Candido comenta texto em que fez a descoberta de Cabral

ANTONIO CANDIDO
especial para a Folha

João Cabral é um dos grandes poetas do século, e sua obra será pelos tempos afora alimento e conforto. A idéia que teve este jornal de reproduzir um velho artigo meu traz de volta a quadra em que eu era "crítico titular" (espécie extinta) da "Folha da Manhã" (um dos jornais que originaram a Folha) e tive, por acaso, a oportunidade de ler seu primeiro livro.

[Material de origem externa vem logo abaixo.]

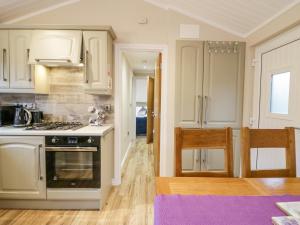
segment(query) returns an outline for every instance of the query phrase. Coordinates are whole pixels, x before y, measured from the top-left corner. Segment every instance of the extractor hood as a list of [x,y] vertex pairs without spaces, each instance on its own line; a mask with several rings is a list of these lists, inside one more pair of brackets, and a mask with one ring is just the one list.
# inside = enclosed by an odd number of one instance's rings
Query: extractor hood
[[29,64],[78,66],[81,63],[82,31],[35,30],[32,33]]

Um colega meu, que fora trabalhar em Recife, veio em 1942 junto com ele para o Rio, por terra, para evitar possíveis submarinos alemães. Esse amigo sugeriu a João Cabral que mandasse para mim um exemplar autografado do recente "Pedra do Sono", que entregou tempos depois, dizendo mais ou menos que o autor era um rapaz cujos versos não saberia avaliar, mas que se caracterizava por uma dor de cabeça terrível.
Li e fiquei surpreso com a qualidade daquele texto que fazia pressentir aonde chegaria o tal rapaz, então completamente desconhecido por aqui. Registrei a impressão neste artigo, publicado em 13 de junho de 1943, e João Cabral me contou mais tarde que tomou conhecimento dele por intermédio de Carlos Drummond de Andrade. Em 1954 fiz parte, com Drummond e Paulo Mendes de Almeida, da comissão que lhe deu o prêmio José de Anchieta, no quadro das comemorações do quarto centenário da cidade de São Paulo, pelo livro "o Rio", apresentado com pseudônimo, como exigia o regulamento.
Naquele ano eu o conheci no Congresso Internacional de Escritores e ele me disse uma coisa singular: "Gostaria de fazer em verso o que Jorge Amado fazia em prosa". Entendi que se tratava do desejo de participação política pela poesia, o que não falta em sua obra, embora de maneira oposta à do escritor baiano. Agora que ele se foi e não teremos novas criações do seu gênio exato, severo e certeiro, resta voltar sempre aos seus livros, que são de uma altura raramente alcançada na língua portuguesa.